Chapter 99: In defense of Awkward

Everybody can be smooth, given the right training.

For three years in college I had a radio show where I played the role of someone knowledgeable about Techno and Hip Hop. Though mine was a music show, there was still a good amount of song listings you had to read, public service announcements and station promotions to stutter through. All of those little speaking roles had to be strung together with that most wonderful of little daily deaths: DJ banter.

At first I sounded ill-at-ease on the microphone. I talked too slow, said “um” a lot, wasn’t good with the volume of my voice, perpetually raced to get off the air and back to the music. After a while all those things got easier, and by the time they finally kicked me out of the station I could talk for an hour straight about nothing at all.

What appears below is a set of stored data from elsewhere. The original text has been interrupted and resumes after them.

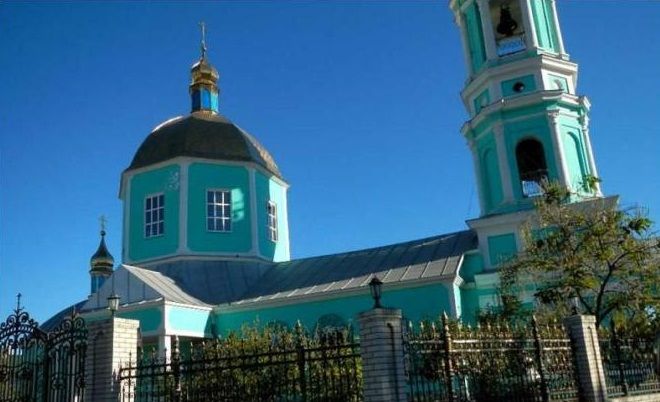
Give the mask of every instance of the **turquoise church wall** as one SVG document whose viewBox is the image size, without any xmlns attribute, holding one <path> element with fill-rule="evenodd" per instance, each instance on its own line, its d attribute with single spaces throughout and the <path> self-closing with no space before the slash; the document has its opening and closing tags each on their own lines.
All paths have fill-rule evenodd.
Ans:
<svg viewBox="0 0 660 402">
<path fill-rule="evenodd" d="M 179 176 L 178 165 L 138 173 L 130 179 L 129 258 L 141 261 L 176 252 L 179 246 Z M 150 195 L 165 196 L 164 233 L 144 235 L 144 203 Z"/>
<path fill-rule="evenodd" d="M 488 237 L 488 259 L 491 266 L 499 265 L 516 255 L 516 236 L 513 233 L 504 233 Z"/>
<path fill-rule="evenodd" d="M 286 187 L 260 171 L 255 173 L 257 193 L 257 232 L 259 233 L 259 253 L 273 261 L 288 261 L 289 249 L 289 217 L 287 215 Z M 268 231 L 268 201 L 277 207 L 277 241 L 270 239 Z"/>
<path fill-rule="evenodd" d="M 553 150 L 552 136 L 548 119 L 546 116 L 531 117 L 522 121 L 505 122 L 504 132 L 506 135 L 507 160 L 511 167 L 511 183 L 513 183 L 513 195 L 516 200 L 528 203 L 529 200 L 523 196 L 520 185 L 520 172 L 516 161 L 516 146 L 527 138 L 533 138 L 543 145 L 545 163 L 548 168 L 550 180 L 557 180 L 558 167 L 555 164 L 555 153 Z"/>
<path fill-rule="evenodd" d="M 242 166 L 192 163 L 188 183 L 188 248 L 194 252 L 249 252 L 252 227 L 248 170 Z M 231 231 L 207 229 L 208 190 L 231 190 Z"/>
<path fill-rule="evenodd" d="M 163 312 L 160 307 L 142 310 L 120 310 L 117 312 L 117 316 L 140 321 L 140 331 L 143 334 L 158 331 L 163 323 Z"/>
<path fill-rule="evenodd" d="M 523 88 L 522 90 L 516 92 L 514 87 L 519 82 L 523 84 Z M 510 80 L 502 81 L 500 83 L 500 87 L 502 89 L 502 96 L 504 98 L 508 98 L 510 96 L 522 95 L 536 91 L 536 80 L 534 79 L 534 75 L 530 74 L 523 77 L 516 77 Z"/>
<path fill-rule="evenodd" d="M 481 175 L 481 196 L 486 214 L 494 210 L 503 198 L 502 179 L 497 158 L 497 146 L 492 133 L 477 142 Z"/>
<path fill-rule="evenodd" d="M 474 276 L 484 270 L 484 259 L 479 252 L 470 252 L 463 256 L 459 275 L 466 282 L 473 282 Z"/>
<path fill-rule="evenodd" d="M 474 98 L 474 113 L 479 113 L 481 109 L 490 104 L 490 92 L 485 89 L 476 98 Z"/>
<path fill-rule="evenodd" d="M 386 307 L 400 308 L 406 319 L 419 321 L 422 319 L 437 318 L 443 312 L 451 313 L 450 297 L 454 291 L 443 284 L 430 284 L 406 289 L 383 288 L 382 304 Z M 313 329 L 319 317 L 325 314 L 336 314 L 345 322 L 357 326 L 357 314 L 371 309 L 373 299 L 369 294 L 325 299 L 318 301 L 301 301 L 278 307 L 260 307 L 256 310 L 235 312 L 216 312 L 215 320 L 220 334 L 236 331 L 244 323 L 259 322 L 266 325 L 270 322 L 283 322 L 289 326 L 295 325 L 297 320 L 307 328 Z"/>
<path fill-rule="evenodd" d="M 183 306 L 166 307 L 167 328 L 172 333 L 185 332 L 199 337 L 212 336 L 211 310 Z"/>
</svg>

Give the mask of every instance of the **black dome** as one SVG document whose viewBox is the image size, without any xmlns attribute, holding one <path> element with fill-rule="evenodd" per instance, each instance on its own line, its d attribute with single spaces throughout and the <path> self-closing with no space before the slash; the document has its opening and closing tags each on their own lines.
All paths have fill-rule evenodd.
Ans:
<svg viewBox="0 0 660 402">
<path fill-rule="evenodd" d="M 156 127 L 138 148 L 126 170 L 177 156 L 254 162 L 282 177 L 273 157 L 250 134 L 218 114 L 194 112 Z"/>
</svg>

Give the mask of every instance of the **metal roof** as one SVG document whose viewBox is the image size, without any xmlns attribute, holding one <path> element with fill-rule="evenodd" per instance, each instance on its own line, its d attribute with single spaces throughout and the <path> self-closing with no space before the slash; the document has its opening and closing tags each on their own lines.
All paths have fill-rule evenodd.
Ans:
<svg viewBox="0 0 660 402">
<path fill-rule="evenodd" d="M 282 178 L 273 157 L 259 141 L 224 116 L 207 112 L 170 119 L 156 127 L 126 170 L 178 156 L 254 162 Z"/>
<path fill-rule="evenodd" d="M 321 295 L 367 286 L 373 275 L 383 283 L 453 278 L 461 257 L 477 247 L 477 236 L 462 231 L 366 250 L 278 263 L 241 300 L 249 304 L 295 296 Z"/>
<path fill-rule="evenodd" d="M 247 305 L 355 290 L 367 286 L 373 275 L 386 284 L 451 279 L 463 254 L 476 247 L 477 236 L 468 230 L 281 263 L 182 260 L 155 268 L 123 268 L 168 301 Z M 131 294 L 134 298 L 139 293 Z"/>
</svg>

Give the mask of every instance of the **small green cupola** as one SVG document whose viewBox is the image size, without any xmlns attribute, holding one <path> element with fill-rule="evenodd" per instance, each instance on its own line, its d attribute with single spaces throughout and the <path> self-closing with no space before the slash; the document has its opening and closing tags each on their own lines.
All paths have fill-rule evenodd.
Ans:
<svg viewBox="0 0 660 402">
<path fill-rule="evenodd" d="M 96 291 L 103 285 L 106 279 L 112 275 L 115 259 L 105 245 L 105 230 L 101 229 L 101 241 L 99 247 L 89 260 L 89 275 L 91 276 L 91 292 Z"/>
</svg>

It got easier because it stopped being unfamiliar. I knew the mic, I know how loud to talk, I had in my head lots of stupid transitions and words I could say while I was coming up with the next sentence. At no point did I magically become a different person, I just got comfortable with what I was doing.

Considering the analog in conversation, I once was talking to some random guy in a crowded setting about skiing. He was all smiles, wearing a sports jacket and jeans in a way that has always been intrinsically linked in my head to being an MBA student. He was saying something about his favorite places to ski out west when a major realization hit me.

He’s had this conversation before.

I started noticing that impression all the time. Smooth people sound like they’re repeating conversations. They’re familiar with talking, with banter, and familiarity is the breeding ground of smoothness. More importantly, the contra-positive is also true: awkwardness is generally the result of unfamiliarity.

Put someone in a situation outside of their realm of comfort and bam, you’ve got awkward. This person is making up words and phrases that they’ve never said before and you’re living at the absolute cutting edge of this person’s social landscape. It might sometimes be bumpy, but it’s worth it.

An analogy. Awkward people are raw, live performances, and smooth people are studio cut mixes. The studio cuts have better production, are easier on the ears and are generally perceived to be higher “quality”, but the live performances are the ones where you feel actual emotion. It’s only when you’re seeing it live do you really hear the musician behind the production. The broken strings, the improvised mess-ups, the accidental falsetto on the high note, all of it.

I support awkwardness, because the mistakes remind you that it’s happening live.